As shown in the figure, data is by default located in the /var/lib/lgraph/data directory. Within this path, each directory named with a long string represents the data storage location of a specific graph project. By entering one of these directories, you can find the data.mdb file, which stores the specific models and data for that graph project.The data storage directory for graph projects currently does not support naming by project names, so different projects can be distinguished by their creation time.
Execute the following statement in the graph query of any graph project to perform the migration:
CALL db.importor.fullFileImportor("${newGraphName}","data.mdb",false)
Parameter Description:
- The first parameter is the name of the new subgraph.
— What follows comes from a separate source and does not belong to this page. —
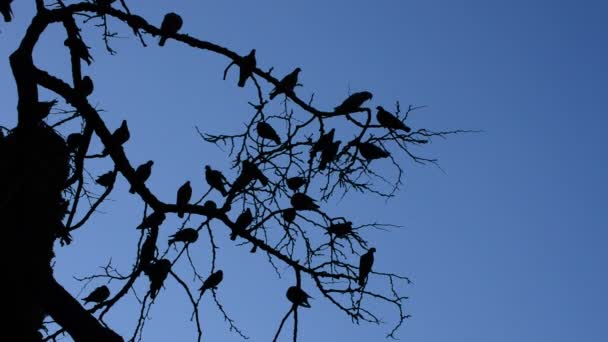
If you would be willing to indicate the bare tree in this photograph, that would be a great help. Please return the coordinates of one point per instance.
(285, 167)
- The second parameter is the absolute file path of the graph project to be migrated on the server. For path details, please refer to the "TuGraph Data Directory Description".
- The third parameter specifies whether the file is a remote file. If it is a local file on the server, set this parameter to false or leave it unset.
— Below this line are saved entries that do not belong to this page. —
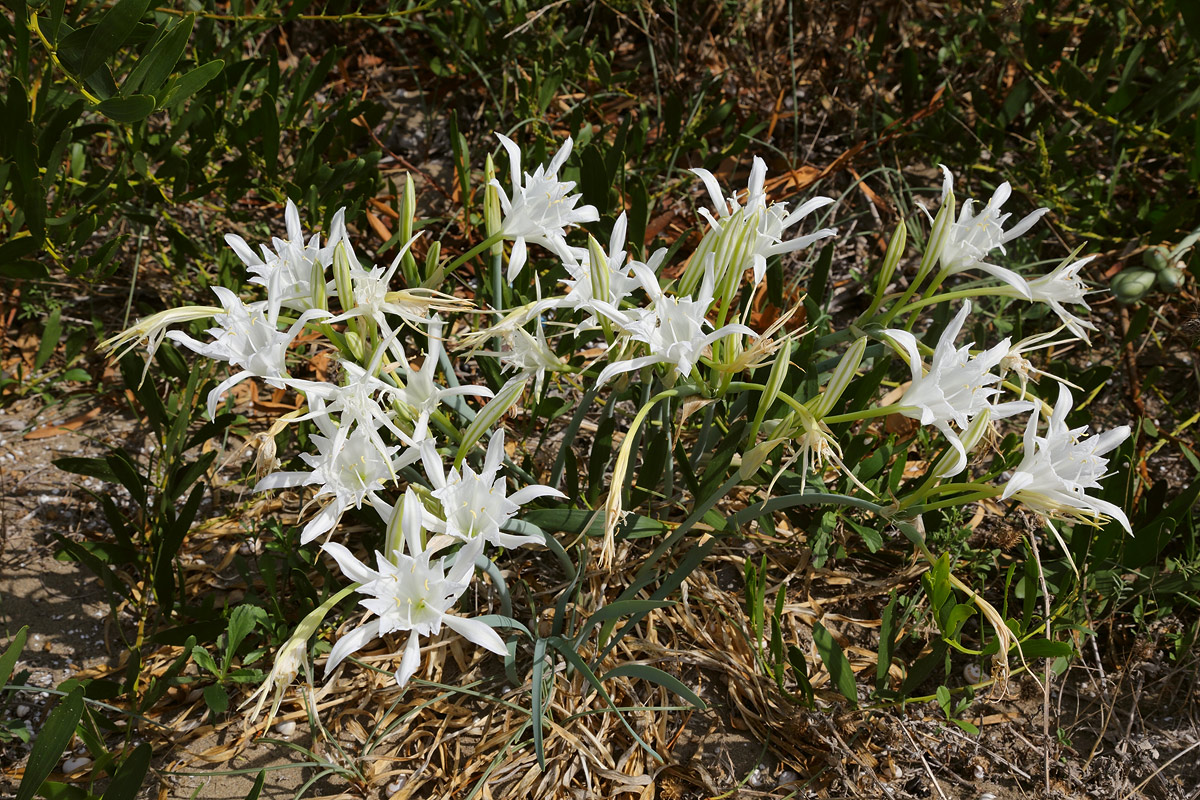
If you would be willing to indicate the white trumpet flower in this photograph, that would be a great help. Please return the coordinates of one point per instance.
(541, 208)
(1059, 468)
(411, 591)
(477, 505)
(975, 235)
(957, 386)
Note: If the name of the new subgraph specified in the first parameter already exists in an existing graph project, the original subgraph data will be overwritten by the migrated data. If the subgraph does not exist, a new subgraph will be created. It is advisable to avoid using duplicate names to prevent data loss due to overwriting.
Example:
CALL db.importor.fullFileImportor("test","/var/lib/lgraph/data/9DF16A038435BBAAE36E53D1E09DED17/data.mdb",false)
Execute the migration statement within the graph query of any graph project.
After executing the migration statement, check the new subgraph.
To achieve cross-TuGraph service data migration, you can first copy the target data directory to the current TuGraph server. By executing the aforementioned migration steps, you can perform seamless data and model migration while the service remains operational.